Member of the Kansas Senate from the 40th district
- In office January 10, 2005 – January 9, 2017
- Preceded by: Stan Clark
- Succeeded by: Rick Billinger

Member of the Kansas House of Representatives from the 118th district
- In office January 8, 2001 – January 10, 2005
- Preceded by: Gayle Mollenkamp
- Succeeded by: Virginia Beamer

Personal details
- Born: May 6, 1943 (age 83)
- Party: Republican
- Spouse: Kay Ostmeyer
- Children: 7
- Profession: farmer/rancher

= Ralph Ostmeyer =

American politician

Ralph Ostmeyer (May 6, 1943) is a former Republican member of the Kansas Senate, representing the 40th district from 2005 through January 2017. Previously, he served as a Representative in the House (2001–2005).

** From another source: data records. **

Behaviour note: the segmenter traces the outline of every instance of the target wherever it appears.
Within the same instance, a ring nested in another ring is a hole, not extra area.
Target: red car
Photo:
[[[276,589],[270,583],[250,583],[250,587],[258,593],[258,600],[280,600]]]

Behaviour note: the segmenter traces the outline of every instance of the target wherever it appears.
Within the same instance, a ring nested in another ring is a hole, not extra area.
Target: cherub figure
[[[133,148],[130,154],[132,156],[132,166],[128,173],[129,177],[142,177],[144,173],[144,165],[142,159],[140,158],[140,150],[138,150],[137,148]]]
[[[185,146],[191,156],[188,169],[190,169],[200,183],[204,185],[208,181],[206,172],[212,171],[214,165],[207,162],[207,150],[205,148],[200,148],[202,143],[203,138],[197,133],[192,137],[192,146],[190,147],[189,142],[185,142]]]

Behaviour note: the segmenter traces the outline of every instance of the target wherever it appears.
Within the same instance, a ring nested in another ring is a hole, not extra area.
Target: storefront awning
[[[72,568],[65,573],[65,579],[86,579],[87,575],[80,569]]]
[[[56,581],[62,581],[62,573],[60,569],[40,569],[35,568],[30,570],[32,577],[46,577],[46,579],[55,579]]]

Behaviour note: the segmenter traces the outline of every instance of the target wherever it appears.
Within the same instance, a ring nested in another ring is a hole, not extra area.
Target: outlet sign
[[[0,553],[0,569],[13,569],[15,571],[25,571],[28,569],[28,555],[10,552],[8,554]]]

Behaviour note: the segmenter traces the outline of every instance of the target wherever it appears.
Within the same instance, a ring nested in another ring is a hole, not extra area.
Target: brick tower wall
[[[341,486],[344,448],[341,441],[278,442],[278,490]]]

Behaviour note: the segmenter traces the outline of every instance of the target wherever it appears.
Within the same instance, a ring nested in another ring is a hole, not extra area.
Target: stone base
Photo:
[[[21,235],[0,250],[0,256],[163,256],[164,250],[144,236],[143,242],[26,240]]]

He is a farmer and rancher from Grinnell, and is married to Kay Ostmeyer.

==Committee assignments==
Ostmeyer served on these legislative committees:
- Agriculture (vice-chair)
- Joint Committee on Administrative Rules and Regulations
- Federal and State Affairs
- Local Government

==Major donors==
Some of the top contributors to Ostmeyer's 2008 campaign, according to OpenSecrets, were:
 Koch Industries, Kansas Association of Realtors, Kansas Contractors Association, John G. Lewis, Dana C. Lewis, Kansas Republican Senatorial Committee

Financial, insurance and real estate were his largest donor group, followed by energy and natural resources companies.